Improving access to payments facilities and formal credit lines could make a positive difference in people’s lives, especially the poor.
“Research findings have bolstered the emerging consensus that greater financial inclusion generally contributes to achieving inclusive and durable growth and to promote financial stability. All of these insights strengthen the BSP conviction that our financial inclusion initiatives are a worthwhile endeavor allowing us to deliver on our mission to help bring about a higher quality of life for all Filipinos,” he said.
In recent years, he said, the Bangko Sentral had allowed the establishment of micro-banking offices (MBOS) and alternative financial service providers in the underserved markets in the country.
Last month, the central bank said it will further liberalize the functionality of MBOs to operate as light branch with more functions beyond microlending.
MBOs provide a specified range of activities and services such as micro-deposits, micro-loans, microinsurance, foreign currency, bills payments, government pay-outs, and e-money conversion.
The BSP plans to allow MBOs to stand alone and encompass the function of opening micro-deposit accounts for small savers.
A micro-deposit account has a required maintaining balance of not more than P100, with an average daily balance not exceeding P40,000. The deposit account does not have dormancy charges.
In its latest report on the state of financial inclusion in the Philippines, the Bangko Sentral said the growing number of MBOs has contributed significantly to better access and use of financial services in the Philippines.
Regular bank branches continue to rise in number but concentrated in Metro Manila.

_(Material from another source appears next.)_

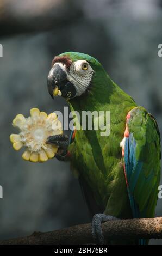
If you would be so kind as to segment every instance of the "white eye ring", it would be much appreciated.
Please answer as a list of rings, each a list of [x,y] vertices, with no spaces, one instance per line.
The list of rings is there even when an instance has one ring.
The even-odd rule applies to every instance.
[[[88,69],[88,65],[86,62],[85,62],[84,63],[83,63],[82,65],[82,70],[86,71]]]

In that sense, MBOs contributed more to financial inclusion by extending the reach of financial services to underserved and unserved areas, it said.
Most MBOs are located in Calabarzon (Cavite, Laguna, Batangas, Rizal and Quezon), Bicol, Western Visayas and Mimaropa (Mindoro, Marinduque, Romblon and Palawan).
“Most municipalities that were previously unbanked are now enjoying access to banking services because of MBOs,” according to the central bank.
As of June 2016—the latest available data—there were 617 MBOs, up 93 percent from 320 as of end-June 2012.
The number of local governments with MBOs grew by 105 percent to 393 in June 2016 from 192 local governments in June 2012. To date, 75 municipalities are being served by MBOs alone.
MBOs increased by 18 percent on average year-on-year, which is faster than the growth of other types of banking offices (4 percent) and automated teller machines (13 percent).